Obviously the plot is stupid but that would be forgivable if the construction of it wasn't so lazy. At one point one character asks another if they "still have those matches", even though it was never established in the first place that there were matches to still have. Lauren Lupkus and Jake Johnson sit in the control room (even after the script says they're being kicked out!), totally separate from any threat for the whole film, they are transparently present to look sad and scared when sad and scary things happen, so that we know that things are sad. And scary. The plot beats can be detected so many minutes in advance its as if dinosaurs themselves are casting the large foreshadowing. There is a complete lack of tension as every character pretty much walks into their first scene with either 'GOING TO DIE' or 'NOT GOING TO DIE' stamped too their forehead and for large stretches of the film there is actually a lot of distance between people and dinosaurs that would do them harm. The threat the film establishes is that ol' Indominus Rex is heading towards the park-goers (it can sense their large heat signature) but by the time it gets to the main park, everybody except our main, bulletproof characters has been safely evacuated. We do get one dinosaur vs park-goer mayhem scene but for the most part its our heroes either easily avoiding dinosaurs or not even being on the same part of the island as the danger. It's a hall of smoke and mirrors when what you want is a fireworks factory.

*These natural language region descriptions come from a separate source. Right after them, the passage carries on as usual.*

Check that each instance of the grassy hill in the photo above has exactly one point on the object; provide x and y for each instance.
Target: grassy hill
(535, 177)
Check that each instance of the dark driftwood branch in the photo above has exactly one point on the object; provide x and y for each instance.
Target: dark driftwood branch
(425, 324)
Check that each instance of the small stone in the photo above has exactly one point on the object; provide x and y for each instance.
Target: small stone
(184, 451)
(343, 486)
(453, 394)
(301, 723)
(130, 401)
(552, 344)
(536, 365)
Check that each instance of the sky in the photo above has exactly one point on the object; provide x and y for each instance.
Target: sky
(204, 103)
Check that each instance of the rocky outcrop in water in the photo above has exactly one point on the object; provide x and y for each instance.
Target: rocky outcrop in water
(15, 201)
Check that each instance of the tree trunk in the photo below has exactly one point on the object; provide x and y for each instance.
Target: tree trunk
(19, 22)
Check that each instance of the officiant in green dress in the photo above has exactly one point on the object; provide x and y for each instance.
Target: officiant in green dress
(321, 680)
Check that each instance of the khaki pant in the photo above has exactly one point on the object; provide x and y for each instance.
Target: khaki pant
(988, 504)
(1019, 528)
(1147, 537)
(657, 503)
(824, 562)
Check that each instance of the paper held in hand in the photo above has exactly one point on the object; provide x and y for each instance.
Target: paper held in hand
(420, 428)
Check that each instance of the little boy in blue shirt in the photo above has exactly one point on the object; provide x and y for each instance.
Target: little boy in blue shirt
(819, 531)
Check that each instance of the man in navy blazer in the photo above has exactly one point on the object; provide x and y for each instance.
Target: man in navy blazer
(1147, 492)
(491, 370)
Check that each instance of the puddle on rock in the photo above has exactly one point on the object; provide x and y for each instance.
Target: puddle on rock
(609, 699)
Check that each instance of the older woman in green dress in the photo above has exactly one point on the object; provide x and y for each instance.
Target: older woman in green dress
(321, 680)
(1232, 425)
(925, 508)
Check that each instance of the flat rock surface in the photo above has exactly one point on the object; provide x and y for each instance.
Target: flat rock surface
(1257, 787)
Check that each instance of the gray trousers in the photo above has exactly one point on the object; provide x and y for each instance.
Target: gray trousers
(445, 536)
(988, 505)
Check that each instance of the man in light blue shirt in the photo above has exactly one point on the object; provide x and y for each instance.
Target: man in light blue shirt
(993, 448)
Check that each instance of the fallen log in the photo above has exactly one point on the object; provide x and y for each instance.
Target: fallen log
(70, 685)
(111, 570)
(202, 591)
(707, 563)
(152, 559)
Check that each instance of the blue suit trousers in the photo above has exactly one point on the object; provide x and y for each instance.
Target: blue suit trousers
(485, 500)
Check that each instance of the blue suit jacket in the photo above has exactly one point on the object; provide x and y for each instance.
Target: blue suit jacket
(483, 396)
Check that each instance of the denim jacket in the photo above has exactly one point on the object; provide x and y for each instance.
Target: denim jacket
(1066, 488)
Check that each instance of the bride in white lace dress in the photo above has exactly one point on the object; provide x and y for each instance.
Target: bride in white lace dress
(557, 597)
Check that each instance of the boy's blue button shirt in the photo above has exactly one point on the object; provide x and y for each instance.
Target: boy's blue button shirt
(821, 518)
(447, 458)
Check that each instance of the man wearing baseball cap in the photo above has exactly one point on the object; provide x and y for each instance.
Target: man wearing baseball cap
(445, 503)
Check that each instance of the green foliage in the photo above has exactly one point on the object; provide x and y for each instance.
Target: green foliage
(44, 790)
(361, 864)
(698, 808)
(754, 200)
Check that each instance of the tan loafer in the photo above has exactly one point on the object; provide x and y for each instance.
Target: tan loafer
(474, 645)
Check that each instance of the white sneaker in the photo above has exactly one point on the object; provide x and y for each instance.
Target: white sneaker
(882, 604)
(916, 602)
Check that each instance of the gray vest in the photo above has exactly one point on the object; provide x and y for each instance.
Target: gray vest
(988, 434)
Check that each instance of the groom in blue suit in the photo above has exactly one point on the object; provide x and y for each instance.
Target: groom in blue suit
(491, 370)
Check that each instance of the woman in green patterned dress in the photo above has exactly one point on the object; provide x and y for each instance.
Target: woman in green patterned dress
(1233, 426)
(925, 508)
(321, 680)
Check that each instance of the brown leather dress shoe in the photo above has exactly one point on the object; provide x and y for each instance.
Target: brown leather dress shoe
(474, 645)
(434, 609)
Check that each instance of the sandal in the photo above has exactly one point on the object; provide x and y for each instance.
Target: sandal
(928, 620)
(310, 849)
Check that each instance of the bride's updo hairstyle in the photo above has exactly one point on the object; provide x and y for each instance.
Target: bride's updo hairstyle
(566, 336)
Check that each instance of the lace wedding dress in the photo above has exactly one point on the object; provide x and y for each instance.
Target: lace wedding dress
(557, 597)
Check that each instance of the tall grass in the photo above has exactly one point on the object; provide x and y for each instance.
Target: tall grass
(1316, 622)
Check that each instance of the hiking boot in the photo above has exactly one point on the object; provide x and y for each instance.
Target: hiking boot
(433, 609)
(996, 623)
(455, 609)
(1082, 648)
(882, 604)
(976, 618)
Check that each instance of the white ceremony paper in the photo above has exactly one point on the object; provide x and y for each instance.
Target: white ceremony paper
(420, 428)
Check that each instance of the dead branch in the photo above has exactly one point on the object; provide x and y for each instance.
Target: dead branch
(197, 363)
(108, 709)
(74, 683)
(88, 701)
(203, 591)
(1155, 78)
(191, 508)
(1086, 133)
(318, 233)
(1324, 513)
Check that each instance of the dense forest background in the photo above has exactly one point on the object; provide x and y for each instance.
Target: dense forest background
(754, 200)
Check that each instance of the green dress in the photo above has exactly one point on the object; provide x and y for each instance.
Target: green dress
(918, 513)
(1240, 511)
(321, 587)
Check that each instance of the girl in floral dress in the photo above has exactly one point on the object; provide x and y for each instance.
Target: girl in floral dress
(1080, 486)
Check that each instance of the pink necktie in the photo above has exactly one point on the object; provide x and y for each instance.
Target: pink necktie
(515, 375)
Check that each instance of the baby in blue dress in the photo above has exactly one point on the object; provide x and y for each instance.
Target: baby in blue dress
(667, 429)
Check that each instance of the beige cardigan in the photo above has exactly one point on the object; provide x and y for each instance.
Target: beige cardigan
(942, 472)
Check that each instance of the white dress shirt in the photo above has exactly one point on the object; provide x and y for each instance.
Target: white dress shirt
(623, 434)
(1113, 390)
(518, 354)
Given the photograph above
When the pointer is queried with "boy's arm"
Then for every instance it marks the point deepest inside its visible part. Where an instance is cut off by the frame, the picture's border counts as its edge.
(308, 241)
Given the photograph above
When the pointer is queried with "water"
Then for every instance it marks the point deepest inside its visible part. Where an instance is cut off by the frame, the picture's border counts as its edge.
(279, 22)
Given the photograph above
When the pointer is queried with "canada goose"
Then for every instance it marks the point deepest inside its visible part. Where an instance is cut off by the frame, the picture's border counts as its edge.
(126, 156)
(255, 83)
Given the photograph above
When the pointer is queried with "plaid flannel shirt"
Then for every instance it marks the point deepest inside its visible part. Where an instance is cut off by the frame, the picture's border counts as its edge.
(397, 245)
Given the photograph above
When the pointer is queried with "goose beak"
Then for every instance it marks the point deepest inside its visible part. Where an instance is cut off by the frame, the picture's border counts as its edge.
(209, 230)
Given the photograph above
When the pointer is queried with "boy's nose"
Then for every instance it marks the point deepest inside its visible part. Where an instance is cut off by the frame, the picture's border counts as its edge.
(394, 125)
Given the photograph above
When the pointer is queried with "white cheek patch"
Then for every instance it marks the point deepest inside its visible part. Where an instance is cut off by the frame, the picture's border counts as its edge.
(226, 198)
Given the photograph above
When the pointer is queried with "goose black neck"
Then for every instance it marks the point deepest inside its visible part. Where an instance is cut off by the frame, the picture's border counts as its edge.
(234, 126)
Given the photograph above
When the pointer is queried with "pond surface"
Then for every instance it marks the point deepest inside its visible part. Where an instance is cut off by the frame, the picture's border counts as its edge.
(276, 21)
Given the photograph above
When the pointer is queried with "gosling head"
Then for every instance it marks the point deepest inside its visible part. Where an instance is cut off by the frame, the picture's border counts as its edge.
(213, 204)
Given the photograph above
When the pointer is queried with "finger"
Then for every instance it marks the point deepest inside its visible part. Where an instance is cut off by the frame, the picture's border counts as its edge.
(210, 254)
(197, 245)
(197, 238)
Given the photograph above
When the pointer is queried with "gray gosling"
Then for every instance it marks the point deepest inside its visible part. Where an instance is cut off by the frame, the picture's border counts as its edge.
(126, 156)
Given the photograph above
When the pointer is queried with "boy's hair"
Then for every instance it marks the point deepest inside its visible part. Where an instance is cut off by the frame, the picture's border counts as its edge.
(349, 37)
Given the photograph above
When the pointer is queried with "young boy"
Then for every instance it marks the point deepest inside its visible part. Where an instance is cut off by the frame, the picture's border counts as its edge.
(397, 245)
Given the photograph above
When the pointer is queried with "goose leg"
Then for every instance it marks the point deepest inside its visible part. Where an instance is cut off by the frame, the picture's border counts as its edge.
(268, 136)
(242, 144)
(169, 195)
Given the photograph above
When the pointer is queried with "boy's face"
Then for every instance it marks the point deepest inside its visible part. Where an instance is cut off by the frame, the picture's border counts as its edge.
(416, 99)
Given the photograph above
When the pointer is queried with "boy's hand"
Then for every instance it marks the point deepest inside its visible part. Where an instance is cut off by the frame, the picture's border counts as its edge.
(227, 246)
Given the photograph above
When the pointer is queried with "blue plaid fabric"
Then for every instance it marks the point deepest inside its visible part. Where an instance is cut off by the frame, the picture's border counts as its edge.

On the surface level, Jurassic World probably has enough to keep audiences entertained while they're in the theater, but the lack of any substance, memorable characters or any real sincerity means that its unlikely to endure in the public imagination. Clock it in around the Star Trek Into Darkness level as a cheap and disposable blockbuster, a Big Mac for people who've gotten hungry for spectacle since the San Andreas they had for breakfast. Perhaps the most disappointing thing about Jurassic World is that its a half measure. Stupid as Indominus Rex and Pratt's Raptor Squad are, they're smoothed out, watered down versions of the original, long-gone plan for Jurassic Park 4, which involved the raptor squad as full-fledged humanoid special ops and a bad guy living in a castle named Baron Von Drax. That insanity might have at least been entertaining, unfortunately only the very end of Jurassic World offers anything other than rote theme park false thrills, excessive nostalgia and a never ending parade of product placement. But hey, at least Jurassic Park is pretty good. God creates dinosaurs. God destroys dinosaurs. God creates man. Man destroys God. Man creates Jurassic Park. Man creates Jurassic Park again. Man creates Jurassic Park a third time. Man waits a while, then rather than offering anything new, man creates Jurassic Park again, only this time, Vincent D'Onofrio is after Pratt's raptors because he sincerely believes that trained dinosaurs are more useful to the military than drones because they can't get hacked or something.
I think at some point, women inherit the earth?